Belki hiçbirimiz iktisatçı değiliz, siyaset bilimci değiliz, sosyolog değiliz… Ama “kriz nedir” sorusuna hepimizin ortak bir cevabı vardır; kolayca, “yoksullaşmadır, işsizliktir,” deyiveririz. Çünkü yaşadıklarımız öğretir, deneyimleri ortaklaştırır. İşçi sınıfının belleğini diri tutar.

“Kriz, yoksulluktur, işsizliktir; ama yalnız bizim için! Yalnız işçiler ve emekçiler için…” cevabı, verilen en gerçekçi cevaptır bu yüzden. Ve bu cevap, bugün belki küçük, belki dağınık; ve belki yeterince örgütlü değil; fakat dünyanın birçok yerinde dile getirilmeye devam ediyor.

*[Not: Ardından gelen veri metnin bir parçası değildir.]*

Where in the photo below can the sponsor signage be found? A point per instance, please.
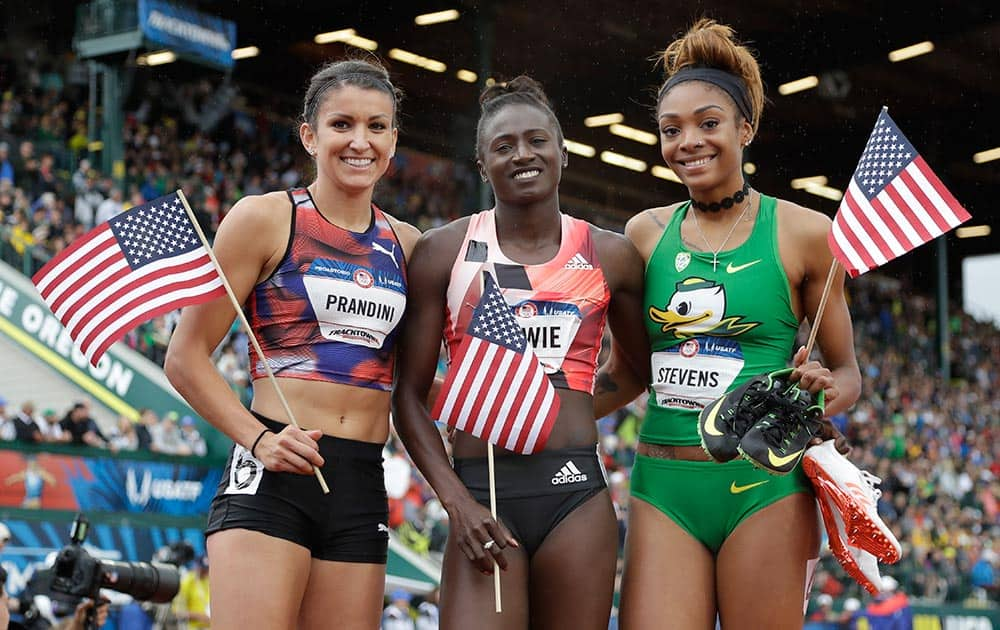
(68, 482)
(187, 31)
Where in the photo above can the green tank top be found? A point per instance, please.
(710, 330)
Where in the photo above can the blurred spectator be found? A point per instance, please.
(824, 610)
(6, 168)
(49, 425)
(192, 438)
(396, 615)
(124, 437)
(192, 602)
(26, 429)
(983, 574)
(428, 613)
(4, 600)
(81, 428)
(110, 207)
(890, 609)
(167, 436)
(146, 430)
(7, 431)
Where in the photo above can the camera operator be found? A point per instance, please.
(4, 611)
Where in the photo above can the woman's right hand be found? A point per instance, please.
(472, 527)
(292, 450)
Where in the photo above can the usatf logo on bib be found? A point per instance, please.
(681, 261)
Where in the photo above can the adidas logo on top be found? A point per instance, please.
(569, 473)
(578, 262)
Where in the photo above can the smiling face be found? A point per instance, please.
(353, 138)
(521, 154)
(701, 138)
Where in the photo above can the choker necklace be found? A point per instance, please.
(715, 252)
(727, 202)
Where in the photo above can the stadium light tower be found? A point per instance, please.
(110, 33)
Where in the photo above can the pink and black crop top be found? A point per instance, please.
(561, 305)
(331, 309)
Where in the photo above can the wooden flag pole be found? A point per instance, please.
(493, 492)
(253, 339)
(493, 512)
(822, 305)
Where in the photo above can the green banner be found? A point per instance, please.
(954, 618)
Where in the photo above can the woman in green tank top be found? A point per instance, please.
(729, 276)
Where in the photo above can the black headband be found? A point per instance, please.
(730, 83)
(354, 78)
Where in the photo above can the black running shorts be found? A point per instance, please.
(535, 492)
(350, 524)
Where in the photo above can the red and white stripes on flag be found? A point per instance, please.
(139, 264)
(495, 388)
(893, 204)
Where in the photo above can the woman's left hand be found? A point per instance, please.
(812, 376)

Patronlar sınıfının cevabı

Öte yandan, patronlar sınıfı her daim kendi cevabını ortaya koyuyor. “Kriz, fırsattır” diyor. “Krizi aşarken, meyvelerini de toplarız; toparlanır, yolumuza devam ederiz.”

Geçtiğimiz ay gerçekleşen G20 zirvesinin ana söyleminde olduğu gibi: Küresel finansal sistem nasıl kurtulur, bu tartışılıyor. Uluslararası Para Fonu (IMF) ve Dünya Bankası (DB) nasıl işlerliğini sürdürür, bu konuşuluyor; çünkü sistemi ve bu emperyalist-kapitalist sistemin kurumlarını kurtarmak, bu sınıfın kendisini kurtarabilmesi anlamına geliyor.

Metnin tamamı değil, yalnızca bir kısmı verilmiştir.